Il faut corriger l’idée selon laquelle “certaines spécialités marchent mieux que d’autres par nature.” Les besoins sociaux documentés sont pluriels : santé mentale au travail, sommeil, vieillissement, sport et récupération, accompagnement des personnes fragilisées. Les annuaires montrent d’ailleurs que plusieurs familles de spécialisation coexistent déjà sur le terrain. Ce n’est donc pas une hiérarchie abstraite des disciplines qui semble compter, mais l’ajustement entre offre, territoire, public et contexte d’intervention.
La première tendance forte est celle des offres liées au stress au travail, à la QVT/QVCT et au massage en entreprise. Les données publiques sur la santé mentale au travail et la visibilité croissante du sujet dans l’action publique rejoignent des offres de terrain très concrètes : massage Amma assis, relaxation, Do-In, yoga en entreprise, prévention des TMS, séances courtes sur site, etc. Ce n’est pas simplement une mode : c’est la rencontre entre un besoin sociétal largement documenté et un format d’intervention facilement déployable.
Un deuxième signal est l’axe stress, sommeil, régulation émotionnelle.

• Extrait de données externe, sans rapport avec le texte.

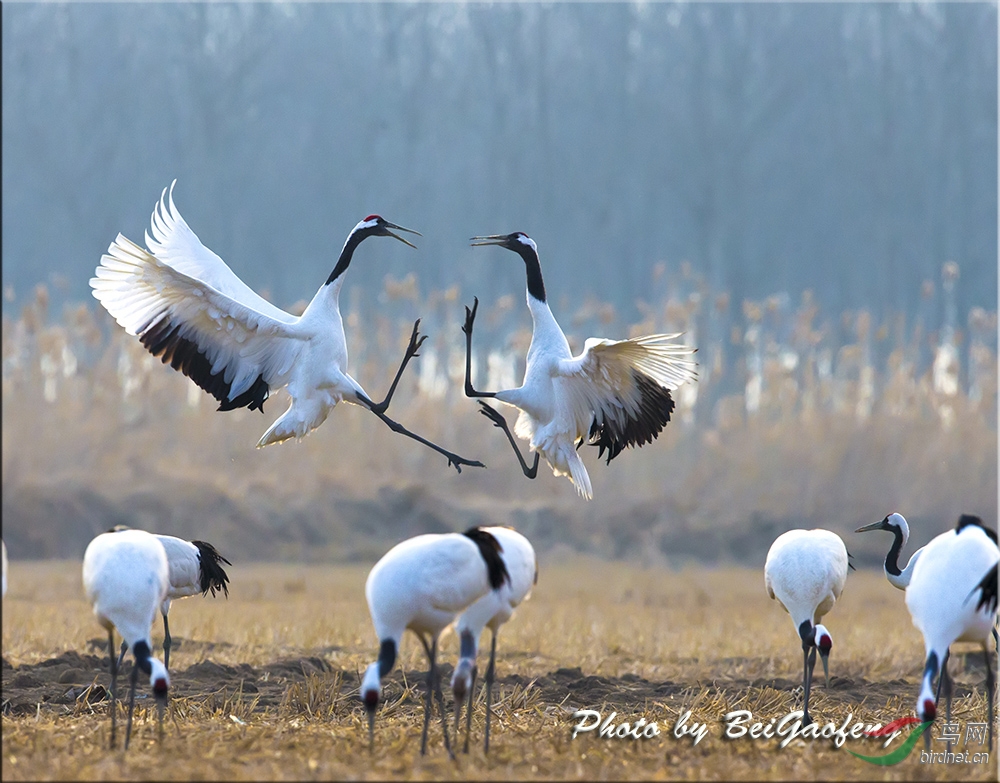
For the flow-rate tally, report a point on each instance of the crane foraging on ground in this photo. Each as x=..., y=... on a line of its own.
x=805, y=572
x=944, y=606
x=126, y=577
x=422, y=584
x=189, y=308
x=491, y=611
x=613, y=395
x=195, y=567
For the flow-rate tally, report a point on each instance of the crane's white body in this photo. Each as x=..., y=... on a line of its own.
x=126, y=578
x=496, y=607
x=179, y=283
x=563, y=395
x=423, y=583
x=943, y=595
x=805, y=572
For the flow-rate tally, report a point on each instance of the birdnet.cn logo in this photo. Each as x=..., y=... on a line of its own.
x=975, y=734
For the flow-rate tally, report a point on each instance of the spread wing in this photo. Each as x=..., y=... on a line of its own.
x=175, y=244
x=618, y=391
x=230, y=348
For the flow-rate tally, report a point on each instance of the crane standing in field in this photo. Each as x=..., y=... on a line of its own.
x=188, y=307
x=615, y=394
x=491, y=611
x=421, y=584
x=805, y=572
x=126, y=576
x=895, y=524
x=942, y=602
x=195, y=567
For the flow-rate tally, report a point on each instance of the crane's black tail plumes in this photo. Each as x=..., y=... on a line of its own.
x=617, y=433
x=490, y=549
x=213, y=575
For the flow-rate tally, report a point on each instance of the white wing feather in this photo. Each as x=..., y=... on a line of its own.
x=140, y=290
x=600, y=379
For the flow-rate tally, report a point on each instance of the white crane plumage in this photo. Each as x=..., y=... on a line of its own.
x=943, y=602
x=195, y=567
x=126, y=577
x=805, y=572
x=614, y=394
x=188, y=307
x=491, y=611
x=422, y=584
x=896, y=524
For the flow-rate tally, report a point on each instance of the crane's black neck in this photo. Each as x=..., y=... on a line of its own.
x=347, y=253
x=386, y=657
x=142, y=653
x=534, y=270
x=892, y=559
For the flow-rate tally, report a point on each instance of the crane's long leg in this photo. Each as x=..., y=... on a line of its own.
x=411, y=351
x=499, y=421
x=453, y=459
x=121, y=657
x=131, y=703
x=166, y=643
x=470, y=317
x=809, y=662
x=114, y=683
x=490, y=673
x=990, y=685
x=468, y=712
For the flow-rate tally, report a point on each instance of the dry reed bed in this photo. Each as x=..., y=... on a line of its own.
x=648, y=642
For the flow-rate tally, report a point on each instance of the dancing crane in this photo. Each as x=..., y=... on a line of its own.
x=491, y=611
x=189, y=308
x=615, y=394
x=422, y=584
x=941, y=600
x=805, y=572
x=126, y=576
x=895, y=524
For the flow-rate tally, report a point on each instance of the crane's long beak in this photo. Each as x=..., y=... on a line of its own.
x=389, y=225
x=492, y=239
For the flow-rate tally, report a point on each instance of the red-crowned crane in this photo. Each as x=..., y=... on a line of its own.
x=491, y=611
x=895, y=524
x=614, y=394
x=126, y=576
x=805, y=572
x=422, y=584
x=195, y=567
x=189, y=308
x=944, y=606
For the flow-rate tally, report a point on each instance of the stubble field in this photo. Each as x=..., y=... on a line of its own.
x=264, y=684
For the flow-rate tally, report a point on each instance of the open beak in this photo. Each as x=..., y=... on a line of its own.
x=492, y=239
x=389, y=225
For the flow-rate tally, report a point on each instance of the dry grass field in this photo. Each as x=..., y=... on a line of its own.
x=265, y=683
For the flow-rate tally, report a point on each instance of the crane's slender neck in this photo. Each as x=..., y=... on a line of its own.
x=536, y=287
x=355, y=239
x=892, y=558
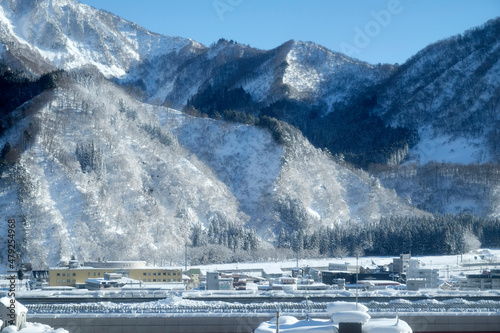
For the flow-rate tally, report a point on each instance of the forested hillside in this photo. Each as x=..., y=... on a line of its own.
x=121, y=143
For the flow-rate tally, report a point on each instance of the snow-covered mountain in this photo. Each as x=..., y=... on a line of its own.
x=113, y=177
x=66, y=34
x=104, y=165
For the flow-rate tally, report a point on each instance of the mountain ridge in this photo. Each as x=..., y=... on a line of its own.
x=266, y=142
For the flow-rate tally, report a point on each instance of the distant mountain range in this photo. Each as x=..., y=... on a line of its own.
x=98, y=161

Les données de santé publique sur l’insomnie chronique (lire le rapport “Sommeil” de Santé Publique France), combinées aux formulations très fréquentes des praticiens autour du stress, de l’anxiété, du lâcher-prise et du sommeil, laissent penser que beaucoup de spécialisations se déploient désormais autour de ces besoins du quotidien.
Un troisième signal concerne les offres liées au vieillissement, aux personnes fragilisées et aux interventions institutionnelles ou d’accompagnement. La dynamique démographique du vieillissement, l’augmentation projetée du nombre de seniors en perte d’autonomie (lire le rapport INSEE “700 000 seniors en perte d’autonomie supplémentaires d’ici 2050“), les interventions observées en institution, en clinique d’oncologie ou pour des personnes âgées ou en situation de handicap suggèrent un élargissement progressif vers des pratiques de prévention, d’accompagnement et d’adaptation du toucher. C’est un terrain prometteur, mais qui demande précisément ce que rappellent les sources professionnelles : formation, limites claires et absence de confusion médicale.
Le quatrième signal est la montée des offres autour de la récupération sportive, de la mobilité et du musculaire, dans un contexte où la pratique sportive régulière reste élevée (Lire le rapport “Sport en France : une progression continue depuis 2018” sur sport.gouv.fr). Là encore, les annuaires et profils montrent moins une explosion d’une seule technique qu’un regroupement cohérent de besoins : récupération, tensions, mobilité, prévention, souplesse.
Une spécialité professionnelle n’est ni une étiquette figée ni un prétexte marketing. C’est une forme de clarté. Elle devient crédible quand elle reste explicite, cohérente avec un vécu, une formation, reliée à des besoins tangibles, incarnée dans une pratique réelle et assez souple pour laisser place au sur-mesure.